第2話



訓練指導が終われば、トリスタン副長は見習いたちと共に食堂に来る予定。

そら女たちは張り切るし、紅も差しちゃうし、ミスをするほど緊張するわけである。


訓練に参加しない見習い騎士たちは二日分の休暇が出ているのに、女たちは全員出勤してきた。トリスタン副長を拝見できるチャンスがあるのに、休んでられっか、という話である。

もちろん、エリカも例外ではない。

もう一度、トリスタン副長に会いたかったのだ。




そして、調理場から空腹を刺激する香ばしい匂いが漂う頃。

ついに訓練を終えた見習い騎士たちが、トリスタン副長らを囲むようにして食堂へやってきた。


誰かが「来たわ!」と言った声に反応して、調理場から食堂全体が一望できるアーチ形の窓へ、女たちが一斉に顔を向ける。

縦に並ぶ木製の長テーブルに向かって歩く群衆の中央にいる人物、トリスタン・カルゼルクに、思わず目を奪われた。


ブーツは黒いズボンの裾まで被り、白いシャツは前ボタンが上から二つまで開いていた。騎士団の軍服である紺色のジャケットには袖を通さずに羽織っている。

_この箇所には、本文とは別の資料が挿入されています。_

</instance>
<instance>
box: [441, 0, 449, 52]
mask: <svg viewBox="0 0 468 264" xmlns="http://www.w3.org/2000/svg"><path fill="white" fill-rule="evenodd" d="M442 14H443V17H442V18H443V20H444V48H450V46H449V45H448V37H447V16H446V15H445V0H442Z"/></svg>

肩まで届く波打つ金髪は無造作に頭の後ろでひとつに結ばれ、こめかみから崩れた毛束が螺旋階段のようなカーブを描いて緩やかに落ちる。その髪は目じりに斜めに入った古傷を僅かに隠していた。

背が高く、立っているだけで場の空気を支配するような圧倒的なオーラは、見るもの全てを惹きつける色男のそれだった。


深みのある青い瞳が一瞬食堂へ向けられると、頬を緩ませていた女たちはすかさず手を振った。

肘と腕力で互いを押し合う先輩方に後ろに押されたせいで、エリカは手を振ることもできず、仕方がないので仕上げの調味料を入れたばかりのスープをかき混ぜることにした。

表情には、緊張と期待の色が浮かんでいる。


(あとで近くに行けたらいいのだけど…)


女たちは出来上った料理を配膳し始めた。


トリスタンにお皿を渡すという幸運を見事、公平なあみだくじで勝ち取ったのは、一年前に新人として入ったメアリー。

抽選の結果を知った時は静かにガッツポーズを決め、覚悟を決めたような勇ましい顔をしていたメアリーが、いざ配膳となると今にも泣きそうな顔をしている。

その姿を、調理場からそっと覗いたエリカは、思わず小さく噴き出してしまった。


(メアリーのあんな顔、初めて見たわ)


配膳が終わり、見習い騎士の一人が代表して食前祈祷を捧げると、食事が始まった。

いつもは腹をすかした獣のような勢いでご飯を貪る見習い騎士たちが、トリスタンがいるというそれだけの事実のお陰で、それなりの知性と教養のある青年のようにして食べている。


「副長は普段、どのような訓練をなさっているのですか」


誰かが尋ねると、スープを一口飲んでいたトリスタンは、淡々と、しかしわかりやすく説明を始めた。


見習い騎士は一言も聞き漏らすまいと耳をそばたてるが、憧れの人を目の前にしているせいか、顔は赤くなり、口は乾き、手はそわそわと震えている。

真剣な表情なのにぎこちなく、まるで大型犬に怯む子犬のようだ。


「あの子たちもなんか可愛いわね…」


調理場では女たちが体を寄せ合いアーチ窓から覗いていた。ある女はレシピ本に副長の横顔のデッサンまでしている。


「何を話してるかわからないけど、口を動かしてるだけでも絵になるんだねぇ…」


食堂係の仕切り役、ミモレがため息交じりに零すと、皆がうんうんと噛み締めるように頷く。


その時、トリスタンの手からスプーンが落ち、首を両手で押さえながら苦しみ始めた。


「副長!」


叫ぶ声が飛び交い、食堂はたちまち騒然となった。騎士たちが一斉に周囲を囲み、必死に声をかけている。

エリカはその隙間から、息を呑んでトリスタンを見つめた。


口元は腫れ、赤い斑点が広がっている。唇は紫色を帯び、呼吸をする度に喉の奥からシューシューと乾いた音が漏れる。顔も青白くなり始めていた。

エリカはほとんど反射的に、自分の鞄を置いている調理場の端へ駆けた。


だが手が届かぬうちに、吠えるような雄叫びが響き渡る。

今度は何事かと慌てて食堂を覗けば、奥の出入口から、黒髪黒目の容姿に山賊のような恰好をした男たちが一気に侵入してきていた。

剣を片手に構え、見習い騎士たち目掛けてふるっている。


(うそ…!)


苦しむトリスタンに皆が狼狽える中、一瞬の隙に奇襲を受けたのだ。